# Lotoja



## bigjohnson54 (May 31, 2005)

LOTOJA reached it's 1000 rider cap in just 2 days this year. I signed up the first day I could, really glad I didn't wait. I entered last year and it was the most exciting thing I have done in a long time and looking forward to another good time this year.


----------



## MJCBH (Nov 25, 2002)

*Newbie*

I luckily got in this year and this will be my first year - I'm very excited but also a little unsure about what to expect! I'll be riding by myself and just hope that I can always find a group to ride with on the road, as I'm just hoping to finish before dark (and that's not going to happen riding much of the course alone!)!!!

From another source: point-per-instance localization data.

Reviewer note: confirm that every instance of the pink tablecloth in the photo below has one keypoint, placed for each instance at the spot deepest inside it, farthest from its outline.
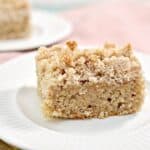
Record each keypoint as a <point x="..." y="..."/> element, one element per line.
<point x="119" y="22"/>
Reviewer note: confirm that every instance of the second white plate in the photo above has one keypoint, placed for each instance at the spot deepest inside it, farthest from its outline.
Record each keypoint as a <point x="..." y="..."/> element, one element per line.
<point x="47" y="29"/>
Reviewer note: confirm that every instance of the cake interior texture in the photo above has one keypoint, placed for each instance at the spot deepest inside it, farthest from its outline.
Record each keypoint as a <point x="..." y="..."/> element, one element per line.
<point x="14" y="19"/>
<point x="89" y="83"/>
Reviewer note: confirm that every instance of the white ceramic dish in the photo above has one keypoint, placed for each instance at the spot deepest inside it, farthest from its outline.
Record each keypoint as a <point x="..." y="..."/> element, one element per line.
<point x="47" y="29"/>
<point x="22" y="123"/>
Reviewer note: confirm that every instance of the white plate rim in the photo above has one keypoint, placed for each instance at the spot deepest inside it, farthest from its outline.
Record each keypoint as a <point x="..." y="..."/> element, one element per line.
<point x="67" y="29"/>
<point x="10" y="139"/>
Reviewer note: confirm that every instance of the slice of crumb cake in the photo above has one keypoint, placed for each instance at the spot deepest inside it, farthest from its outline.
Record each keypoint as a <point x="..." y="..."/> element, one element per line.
<point x="89" y="83"/>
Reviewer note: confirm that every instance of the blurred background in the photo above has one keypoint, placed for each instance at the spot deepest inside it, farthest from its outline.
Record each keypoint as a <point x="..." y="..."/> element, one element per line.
<point x="97" y="21"/>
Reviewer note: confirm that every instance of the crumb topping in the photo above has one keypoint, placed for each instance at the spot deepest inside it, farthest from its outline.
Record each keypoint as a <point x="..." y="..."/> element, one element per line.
<point x="109" y="64"/>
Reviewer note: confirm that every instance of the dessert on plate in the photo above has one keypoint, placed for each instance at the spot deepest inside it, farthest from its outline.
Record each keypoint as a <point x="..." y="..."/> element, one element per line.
<point x="14" y="19"/>
<point x="89" y="83"/>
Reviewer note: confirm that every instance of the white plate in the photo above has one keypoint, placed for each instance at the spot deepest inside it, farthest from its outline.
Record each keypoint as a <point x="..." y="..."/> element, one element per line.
<point x="47" y="29"/>
<point x="22" y="123"/>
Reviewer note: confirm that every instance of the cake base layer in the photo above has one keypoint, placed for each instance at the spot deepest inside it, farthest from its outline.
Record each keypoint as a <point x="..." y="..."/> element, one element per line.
<point x="100" y="101"/>
<point x="95" y="83"/>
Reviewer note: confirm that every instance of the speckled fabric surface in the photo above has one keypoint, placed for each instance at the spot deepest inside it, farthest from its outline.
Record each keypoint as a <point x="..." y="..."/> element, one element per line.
<point x="119" y="22"/>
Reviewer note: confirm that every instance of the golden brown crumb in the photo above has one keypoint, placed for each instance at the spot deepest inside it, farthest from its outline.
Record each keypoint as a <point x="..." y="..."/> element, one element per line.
<point x="93" y="83"/>
<point x="72" y="45"/>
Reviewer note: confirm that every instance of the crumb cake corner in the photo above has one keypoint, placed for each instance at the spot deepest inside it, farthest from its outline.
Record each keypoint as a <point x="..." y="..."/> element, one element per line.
<point x="89" y="83"/>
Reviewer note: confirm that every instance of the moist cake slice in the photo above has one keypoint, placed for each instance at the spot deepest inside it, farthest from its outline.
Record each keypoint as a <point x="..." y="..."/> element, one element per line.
<point x="14" y="19"/>
<point x="89" y="83"/>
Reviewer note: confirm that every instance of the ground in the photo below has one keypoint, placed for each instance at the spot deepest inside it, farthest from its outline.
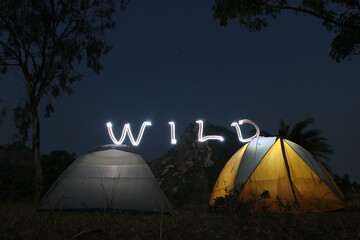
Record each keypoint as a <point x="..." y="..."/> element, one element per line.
<point x="22" y="221"/>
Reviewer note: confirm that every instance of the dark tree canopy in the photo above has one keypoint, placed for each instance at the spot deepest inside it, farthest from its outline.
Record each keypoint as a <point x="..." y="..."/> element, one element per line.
<point x="43" y="42"/>
<point x="342" y="17"/>
<point x="311" y="139"/>
<point x="2" y="112"/>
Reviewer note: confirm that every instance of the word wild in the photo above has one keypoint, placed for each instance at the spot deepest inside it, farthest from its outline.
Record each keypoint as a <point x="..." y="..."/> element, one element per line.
<point x="201" y="137"/>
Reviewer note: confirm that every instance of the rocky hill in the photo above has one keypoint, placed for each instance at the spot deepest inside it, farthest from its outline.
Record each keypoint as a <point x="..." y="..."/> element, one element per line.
<point x="187" y="172"/>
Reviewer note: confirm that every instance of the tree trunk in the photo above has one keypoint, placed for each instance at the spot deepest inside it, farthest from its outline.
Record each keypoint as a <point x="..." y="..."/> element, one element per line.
<point x="39" y="180"/>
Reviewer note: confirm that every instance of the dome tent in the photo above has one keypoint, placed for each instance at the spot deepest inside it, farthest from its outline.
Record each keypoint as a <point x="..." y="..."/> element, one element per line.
<point x="108" y="178"/>
<point x="277" y="173"/>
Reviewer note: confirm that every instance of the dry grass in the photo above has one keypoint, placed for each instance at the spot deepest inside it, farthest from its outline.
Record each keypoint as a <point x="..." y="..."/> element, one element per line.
<point x="21" y="221"/>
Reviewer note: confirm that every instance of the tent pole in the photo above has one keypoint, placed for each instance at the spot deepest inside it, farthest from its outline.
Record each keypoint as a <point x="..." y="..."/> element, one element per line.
<point x="297" y="206"/>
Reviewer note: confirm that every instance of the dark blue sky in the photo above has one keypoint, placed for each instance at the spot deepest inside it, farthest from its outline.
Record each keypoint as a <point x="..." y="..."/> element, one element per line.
<point x="172" y="61"/>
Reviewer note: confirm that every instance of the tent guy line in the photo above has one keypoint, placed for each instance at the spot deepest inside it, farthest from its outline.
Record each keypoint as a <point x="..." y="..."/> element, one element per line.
<point x="201" y="138"/>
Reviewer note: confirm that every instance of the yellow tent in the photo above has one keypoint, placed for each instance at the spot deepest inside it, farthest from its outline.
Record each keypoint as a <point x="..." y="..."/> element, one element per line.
<point x="278" y="174"/>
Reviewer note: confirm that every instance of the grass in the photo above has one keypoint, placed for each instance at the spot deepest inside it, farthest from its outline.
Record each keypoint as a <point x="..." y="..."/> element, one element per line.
<point x="21" y="221"/>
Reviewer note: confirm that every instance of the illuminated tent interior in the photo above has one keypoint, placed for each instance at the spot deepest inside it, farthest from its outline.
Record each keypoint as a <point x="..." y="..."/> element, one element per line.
<point x="278" y="175"/>
<point x="108" y="178"/>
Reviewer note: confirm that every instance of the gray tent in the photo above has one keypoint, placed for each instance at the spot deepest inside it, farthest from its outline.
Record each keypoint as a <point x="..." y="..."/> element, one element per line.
<point x="110" y="177"/>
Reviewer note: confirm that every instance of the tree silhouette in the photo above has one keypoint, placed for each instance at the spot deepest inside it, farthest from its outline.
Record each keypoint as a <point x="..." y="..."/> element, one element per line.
<point x="342" y="17"/>
<point x="311" y="139"/>
<point x="43" y="42"/>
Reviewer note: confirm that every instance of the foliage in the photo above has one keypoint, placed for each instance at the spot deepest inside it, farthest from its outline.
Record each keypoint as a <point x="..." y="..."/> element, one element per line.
<point x="342" y="17"/>
<point x="311" y="139"/>
<point x="17" y="170"/>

What can u tell me about the course? I'm fairly acquainted with the big climbs of Utah and do ok on those, but this course seems like a gradual climb the entire 206 miles!
Any info or tips would be much appreciated!!


----------



## bigjohnson54 (May 31, 2005)

They describe the course really good on their website, and they also give some good advice. Logan to preston is 35 miles but fairly flat. This was the first time that I entered anykind if a race at all. I didn't follow my own advice and I tried to keep up with the pack and I did, it took them about 18 miles to drop me, but that was the most exciting part of the race, I did the Logan to Preston in 1hour and 29 min, I have never ridden that fast on flat ground in my life 26-32mph, but I fried my legs. There is about 7000 feet in climbing Salt River is the hardest, but the downhill is fun I hit 54.8mph going down. I rolled into Afton About 4:30, you need to leave afton by 4:00 to be able to arrive in Jackson by 8:30pm, they don't want you out after dark. The race bible on the lotoja site tells you when you have to leave the feed zones. last year I didn't start training until July and that was too late. Last winter I was on the trainer a lot and went to spinning classes at the gym a lot. The trainer is a lot harder than the spinning classes. Start training asap. do lots of hills. If you get a chance try to ride the passes on the course. Preston to Montpelier is the hardest section, it is almost all uphill. I rode by myself last year and everyone was really friendly, I will be by myself this year too. It shouldn't be too hard to find someone to work with. Last year I weighed about 230 before the race this year I have got to be well below 200.
Get lots of hours on the bike on my days off I would ride for 9 to 10 hours. The first century I did I thought I was going to die during the last 10 miles, the second one was easier and the third one easier yet I am going to do a couple flat 200s this year too. It seems like it's always windy here so I would ride even in the wind, it's almost like climbing hills.
Go at your own pace during the race 206 miles is a lot to do in a day and good luck.


----------



## Photon (Mar 26, 2006)

*Take it easy*

It is a great event. This will be my 3rd time. 
The 1st time I barely finished (snowed), the second I was in the top ten of my starting group. 
Three keys to finishing without problems. 
First, find an appropriate group to work with as often as you can. This is easy-just go at a pace that is not too easy and not too hard and when a group goes by a little faster than you, jump on the back. Just watch how long they are taking turns at the front and do the same. Don't try to kill yourself to prove that you belong there. I have never seen a group that wasn't happy to have one more to share the work, as long as they do a little of the work.
Second, don't waste time at the rest stops. Especially the 1st, 2nd, and 4th! Just get rid of your excess gear, change bottles and fill your pockets in Preston and then be off. It should take less time than it did for me to type this. Wait to pee at the bottom of Strawberry. If you are quick, you can keep with your start group longer. At the top of Strawberry, just take some water if they are handing it up. You need one bottle to get to Montpe.. I wouldn't load up at the bottom of Salt river because you just have to haul it over the pass anyway and it is downhill all the way to Afton anyway. One bottle will get you there.
Third, lots and lots of mile this summer. Try to do 80 -100 miles every Saturday in July and August. Those long base miles will help you recover after the climbs. 
Just have fun. It is a great atmosphere in Logan the night before and the morning of. Everyone is nervous, Good luck!


----------